Synology NAS Update

Apparently, when I was worrying about having only 2TB of Free Space on my Synology NAS, I did some digging and upgraded my Synology from a DS415play to a DS1515+ to alleviate some issues with upgrading in the future due to 32-bit vs 64-bit kernel limitations within the Synology environment.

What it boils down to is that I bought 8TB drives and when my array was trying to extend itself above 16TB, it failed due to the 32-bit limitation of the kernel.

So, I got a new NAS.

And what a NAS it is. The DS1515+ adds another drive to it bringing it to 5 total drives internally. It also has more network ports as well as some additional USB and SATA ports on it.

So I filled the drive bays with what I could in the DS1515+ since I had half of my 8TB drives in the DS415play and started it up. Looked great. Got it set up and a volume created and then pulled one of the 8TB drives from the DS415play and put it into the DS1515+. At this point, both NAS were in drive failure mode.

One of the big features to me about these devices is what’s known as Synology Hybrid Raid (SHR). There are two levels of this. SHR and SHR2. Essentially how many drives can fail before you lose data. SHR can lose one drive and SHR2 can lose 2 drives.

I had both set up as SHR volumes. So they could realistically lose a single drive and be fine.

So both volumes on each NAS were in drive failure. With SHR, you can pull a drive and insert any size drive in its place. So long as it meets some specific criteria (like not going over 16TB on a 32-bit kernel) you can then add that drive to the current volume. I use this to my advantage by taking out a smaller drive and reinstalling a larger drive to increase my array size. It takes a few days to change out an entire array since it requires a data integrity check on the new drive before the NAS can insert the drive space into its current volume.

So now that I’ve done that and put five 8TB drives into the NAS, I now have a full 29TB of free space to play with.

Transfer all of my data from the old NAS and voila!

The DS1515+ is noticeably faster than the DS415play. I had assumed that it would be for raw data transfers since it’s a better processor and has a 64-bit OS running the show.

However, the DS415play was billed as a media center device and I was shocked to see transfers in my media along the lines of actual on system storage with the DS1515+. Most of my media usage is via kodi (on a mac mini front end) or an iPad using the Synology apps. In both cases, the snappiness is extraordinary. I had forgotten how zippy my old stuff was with kodi (called xbmc back then) installed on an HP workstation with 8TB of space internally. Those were zippy SAS type drives as well.

The speeds on the DS1515+ running on my internal network are just as zippy. Even with a bottlenecked switch I had to replace when the previous one failed. (I have too many switches in my basement rack, I fear).

So the upside is that I now have a very large amount of storage, a snappier system and better reliability with more drives.

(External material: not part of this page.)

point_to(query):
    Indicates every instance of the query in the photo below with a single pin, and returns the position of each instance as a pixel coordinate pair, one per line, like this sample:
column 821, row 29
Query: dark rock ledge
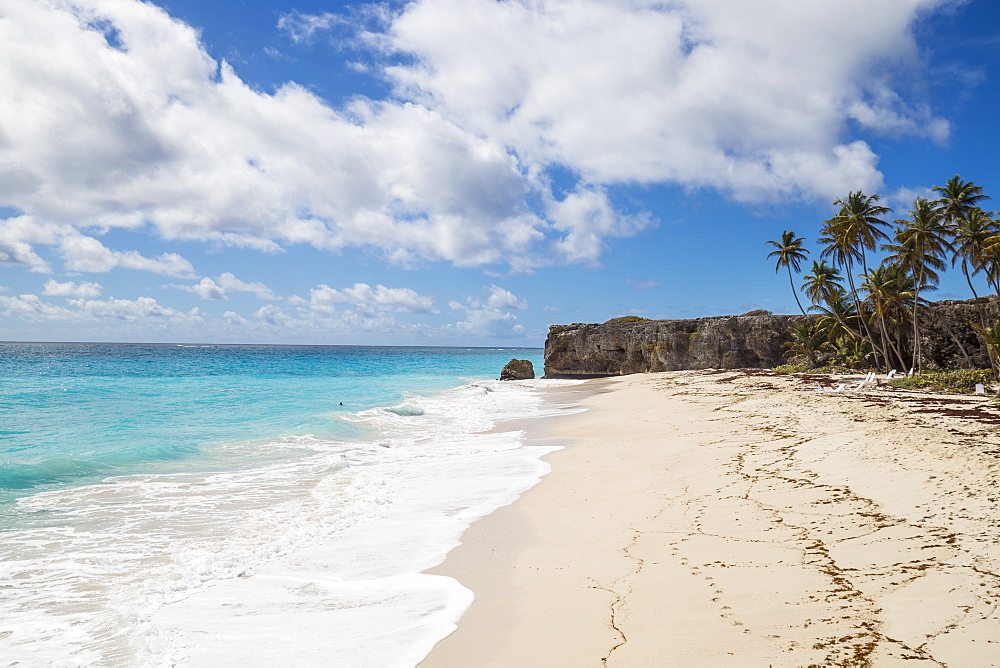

Note to my dev friends: There are a ton of packages to build your own home based dev studio. I guess exFAT support does cost $3.99 though.

Synology_DSM6_001

Synology_DSM6_002

It is utterly amazing how much awesome they package into a Synology NAS.

iTunes server? Done.

VPN server? Done.

RADIUS server? Done.

Mail? SSO? Proxy?

Done. Done. DONE!

I have 2 of these at work which helped to make my decision on using it at home. However, at work, I only use them for fileservers and iSCSI targets and don’t have a lot of comparative analysis to go from other than a binary “it works/it’s broken” type of view. With that said, I had to transfer about 150GB of data (over 200,000 files in almost 30,000 folders) on an iSCSI interface between a server running Windows Server 2008 r2 and the Synology DS1515+. It was transferring files at 160MB/s at times.

Blazing fast transfers, in other words.

Yes. I’ll take one please.

Definitely something special here. And I can access my data remotely through their apps. Even better.